You're nice and protecting, but way too simple sometimes. You never tell me what you want or how you feel. Why can't you be upfront and tell me what you fucking want, or ask for something? Fucking talk to me. It took a over a month of this before you even called me beautiful, like do you know what you're doing or?
And every time I spend the night there I leave in last nights clothes, uncomfortable or hungover or both and then I have to take a detour to my house so it doesn't look like I came from your apartment. And then I come home smelling like weed and your cologne even though I haven't done the least of what my parents are worried about.
I know we're not right for eachother. Things would be so much easier, they would just happen and fall together. But when we're together my mind is so many other places. Like I'm wondering what time it is, what my friends are doing, have you ever done this before, what's on tv, who's outside in the kitchen, how am I going to tell you I have to leave. Sometimes I stay longer just to avoid the akwardness of telling you I have to go. And you don't always have to walk me to my car, just when it's dark out.
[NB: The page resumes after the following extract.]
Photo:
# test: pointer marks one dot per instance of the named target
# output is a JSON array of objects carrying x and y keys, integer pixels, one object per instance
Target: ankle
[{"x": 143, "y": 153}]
Because it always akward when I'm driving back and I see you walking back to your house, like do I wave?

My goal in this relationship is just not to lose myself. I think that's sad. I had to tell you I was going to bed so I could just have some time. And I do that alot. For some reason, in order to feel close to me you have to tell me all the boring shit about your day and I should do the same. You don't even give me a chance to miss you, but the second I stop responding you'll lose interest. I almost forgot about my favorite songs and shows and books and movies. Like I can't just tell you off the top of my head everything there is to know about me, you just have to figure it out. Sometimes I don't even realize who I am until I start to lose it a little bit.